19.3. CPR prompt rescue aid.
There is an notable set of aberrant but related patents that
exist in this "alarming" category: "Alarm system for sensing and for
vocally warning a person approaching a protected object,"
18
"Alarm system for sensing and for vocally warning of an
unauthorized approach towards a protected object or zone,"
19
and "Alarm system for sensing and for vocally warning a person
to step back from a protected object."
20
What seems almost like hair-splitting turns of phrase to get three separate patents has little technical consequence: the second patent has the extra functionality to detect authorized persons (or their official badge), and the third can, but need not, imply a different sensor -- but each implies a different attitude. Although all patents are contestable, patent attorneys typically advise that you would not be able to successfully claim as separate patents an alarm system that warned at 15 feet and one that alerted at two feet. The "novel use" being patented here depends on the wording: the phrasing of the instruction that determines the arrangement of the sensor and alarm/voice chip. On the strength of a differently worded warning, the importance of the technically defined product description seems to have diminished. Perhaps ElectroAcoustic Novelties, the owner of the patents, has a linguist generating an alarm system for other phrases. These patents seem to be articulating the semantics of the technology. The intentionality of the system is its voice.
19.4. Voice changer.
Transformers
Transformers are distinct from patents that translate the voice.
They translate in the other direction -- not from the buzzes and squeals
to spoken phrases, but from the human voice to a less particular voice.

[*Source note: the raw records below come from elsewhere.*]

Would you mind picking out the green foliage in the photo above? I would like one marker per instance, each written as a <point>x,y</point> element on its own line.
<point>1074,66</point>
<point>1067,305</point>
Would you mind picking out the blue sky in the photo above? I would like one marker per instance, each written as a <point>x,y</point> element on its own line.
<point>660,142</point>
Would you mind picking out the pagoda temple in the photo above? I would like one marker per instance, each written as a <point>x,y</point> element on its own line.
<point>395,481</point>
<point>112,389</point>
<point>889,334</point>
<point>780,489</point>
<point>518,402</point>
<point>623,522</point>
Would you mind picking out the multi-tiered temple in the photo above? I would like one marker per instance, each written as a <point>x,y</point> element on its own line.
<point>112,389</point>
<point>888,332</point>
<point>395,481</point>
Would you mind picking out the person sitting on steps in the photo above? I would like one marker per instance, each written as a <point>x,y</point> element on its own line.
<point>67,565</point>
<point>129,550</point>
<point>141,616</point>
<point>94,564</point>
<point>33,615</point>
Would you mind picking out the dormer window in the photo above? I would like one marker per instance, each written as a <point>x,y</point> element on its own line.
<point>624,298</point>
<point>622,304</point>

For instance: to assist the hearing impaired, a chip that transforms
voices into frequency range the listener can still hear (usually a
higher frequency); or the "Electronic Music Device" effecting a
"favorable musical tone." "The voice tone color can be imparted with a
musical effect, such as vibrato, or tone transformed."
21
Into this category fall children's products like the "YakBak," popular in the 1997-1999 seasons, which plays back a child's voice with a variety of distortions; and the silicon-based megaphones that allow children to imitate technological effects, or sound like machines. These are voice masks, for putting on the accent of techno-dialect. The socializing voices broadcast on radio and TV, the voices of authority heard over public address systems, and the techno-personalities of androids and robots are practiced and performed by playing with these devices. This is also the category of voice chips that is concentrated in products for the hearing impaired or the otherwise disabled, and for children. These transforming devices act as if to integrate these marginalized social roles into a sociotechnical mainstream.
Speech as Music
Many of the patents that are granted specifically collapse any
difference between music and speech. This contrasts with the careful
attention given to the meaning of the words used in the alarm system
family of the translators. An explicit example is the business card
receptacle, which solves the problem of having business cards stapled
onto letters -- making them more difficult to read -- and provides an
"improved receptacle that actively draws attention to the receptacle and
creates an interest in the recipient by use of audio signals, such as
sounds, voice messages, speech, sound effects, musical melodies, tones
or the like, to read and retain the enclosed object."
22
Another example is the Einstein quiz game that alternately
states, "Correct, you're a genius!" or sounds bells and whistles when
the player answers the question correctly. This interchangeability of
speech and music is common in the patent literature presumably because
there is no particular difference technically. In this way patents are
designed to stake claims -- the wider the claim the better. The lack of
specificity, and deliberate vagueness in the genre of intellectual
property law contradicts the carefulness of copyright law, the dominant
institution for "owning" words.
Local Talk from a Distance
One would expect chips that afford miniaturization and inclusion
in many low-power products to be designed to address their local
audience, in contrast to booming public address systems or broadcast
technologies. However, several of these voice chip voices recirculate on
the already-established (human) voice highways, imagined to transmit
information as you or I would. The oil spill detector
23
that transmits via radio the GPS position of the accident, or
"the cell phone-based automatic emergency vehicle location system" that
reports the latitude and longitude into an automatically dialed cell
phone
24
-- these are examples of a voice chip standing in for and
exploiting the networks established for humans, transmitting as pretend
humans. This class of products, local agents speaking to remote sites,
is curious because the information can easily be transmitted efficiently
as signals of other types. Why not just transmit the digital signal
instead of translating it first into speech? The voice networks are more
"public access," more inclusive, if we count these products as part of
our public, too. The counterexample, of voice chips acting as the local
agent to perform centrally generated commands, is also common, as in the
credit card-actuated telecommunication access network that includes a
voice chip to interact locally with the customer while the actual
processing is done at the main switchboard. Although the voice is
generated locally, the decisions on what it will say (i.e., the
interactions) are not.
Expressives
The realm of expressiveness, often used to demarcate the boundaries between humanity and technology, is transgressed by voice chips. There are, of course, expressive voice chips ranging from a key ring that offers a choice of expletives, swear words and curses to the "portable parent" that plays stereotypical advice and parental orders to the array of Hallmark cards that wish you a very happy birthday, or say, "I love you." These expressive applications also remind us of the complexities of interpreting talking cards. The meaning of these products is of course dependent on the details of the situation, rather than on the actual words being uttered: who sent the card, and when; or what traffic situation preceded the triggering of the key ring expletive.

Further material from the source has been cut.